Hasta el minuto 75, el segundo tiempo transcurría en una frenética búsqueda de un gol que no llegaba nunca. El viejo lo seguía concentrado, desde su silla de ruedas, y Francisco al principio se había puesto en cuclillas a su lado, pero desde ahí no se veía muy bien y además le dolían las piernas. La U atacaba hacia el lado sur, ocupado por Los de Abajo. El partido se complicaba, cerrándose cada vez más, y la perspectiva de un cero a cero amargo e irresoluto se iba haciendo realidad. Hasta el pelotazo de Víctor Hugo Castañeda desde la izquierda. Cuando vio la pelota en el aire, Francisco tuvo un presentimiento y puso su mano derecha sobre el hombro de su padre. Lo apretó con fuerza. El balón cae en el corazón del área, sobre el pecho de Marcelo Salas, que aprovecha el único descuido de la defensa para bajarla con maestría y dejarla dar un bote manso, para luego definir de zurda con un latigazo bajo a la izquierda del portero. Francisco escupió el corazón por la boca de un solo grito. Pero su padre no gritó. Se levantó de la silla de ruedas y lo abrazó con una fuerza sorprendente, casi milagrosa. Por los movimientos de su pecho, se dio cuenta de que su padre lloraba. Nunca lo había visto llorar, ni siquiera el 88, cuando se fueron a segunda, o el 81, cuando se fue de la casa. Ambos se quedaron de pie, el viejo apoyado en el hombro de Francisco. Habían expulsado a Salas luego del gol, nadie entendía bien por qué, pero eso no importaba, porque su padre comenzaba a cantar. Francisco quería mirar el partido pero no podía dejar de mirarlo a él.
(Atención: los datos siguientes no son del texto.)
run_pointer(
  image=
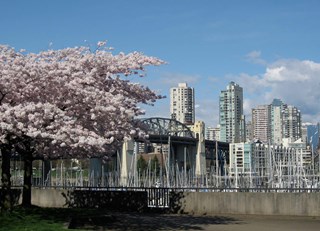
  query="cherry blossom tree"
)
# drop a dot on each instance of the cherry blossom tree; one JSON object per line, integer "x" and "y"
{"x": 73, "y": 102}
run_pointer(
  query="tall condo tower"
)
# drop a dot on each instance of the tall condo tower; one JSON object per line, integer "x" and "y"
{"x": 182, "y": 103}
{"x": 231, "y": 118}
{"x": 261, "y": 120}
{"x": 276, "y": 121}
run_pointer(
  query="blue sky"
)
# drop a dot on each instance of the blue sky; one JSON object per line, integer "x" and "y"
{"x": 270, "y": 48}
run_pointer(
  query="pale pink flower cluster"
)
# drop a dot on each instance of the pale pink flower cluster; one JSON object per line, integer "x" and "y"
{"x": 77, "y": 99}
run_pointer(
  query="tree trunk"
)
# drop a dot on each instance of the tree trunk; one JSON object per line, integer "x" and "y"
{"x": 6, "y": 198}
{"x": 27, "y": 180}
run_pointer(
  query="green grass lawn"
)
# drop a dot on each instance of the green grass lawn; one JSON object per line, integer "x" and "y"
{"x": 45, "y": 219}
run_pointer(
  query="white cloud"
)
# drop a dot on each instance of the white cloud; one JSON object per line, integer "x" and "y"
{"x": 295, "y": 82}
{"x": 255, "y": 57}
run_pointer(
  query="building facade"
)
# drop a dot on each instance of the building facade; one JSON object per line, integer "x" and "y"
{"x": 231, "y": 118}
{"x": 182, "y": 104}
{"x": 261, "y": 120}
{"x": 275, "y": 122}
{"x": 213, "y": 133}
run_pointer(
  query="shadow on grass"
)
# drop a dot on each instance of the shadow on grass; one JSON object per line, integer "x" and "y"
{"x": 103, "y": 219}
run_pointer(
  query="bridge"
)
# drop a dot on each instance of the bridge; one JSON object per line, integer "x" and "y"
{"x": 186, "y": 148}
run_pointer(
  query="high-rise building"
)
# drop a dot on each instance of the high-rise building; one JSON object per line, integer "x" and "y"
{"x": 182, "y": 103}
{"x": 272, "y": 123}
{"x": 276, "y": 121}
{"x": 213, "y": 133}
{"x": 231, "y": 118}
{"x": 261, "y": 120}
{"x": 291, "y": 122}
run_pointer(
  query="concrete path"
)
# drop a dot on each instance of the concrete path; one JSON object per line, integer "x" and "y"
{"x": 137, "y": 221}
Contó cada segundo de los quince minutos que quedaban, hasta que sonó el pitazo final. La gente se había quedado sin voz, muchos lloraban y se repartían besos y abrazos por todas partes, pero Francisco seguía mirando, atónito, a su padre, que coreaba las canciones de Los de Abajo como un hincha más. Pasaron dos o tres minutos y volvió a abrazarlo. Parece que hoy ya no me puedo morir. Todavía tenemos que ir a El Salvador a jugar con Cobresal.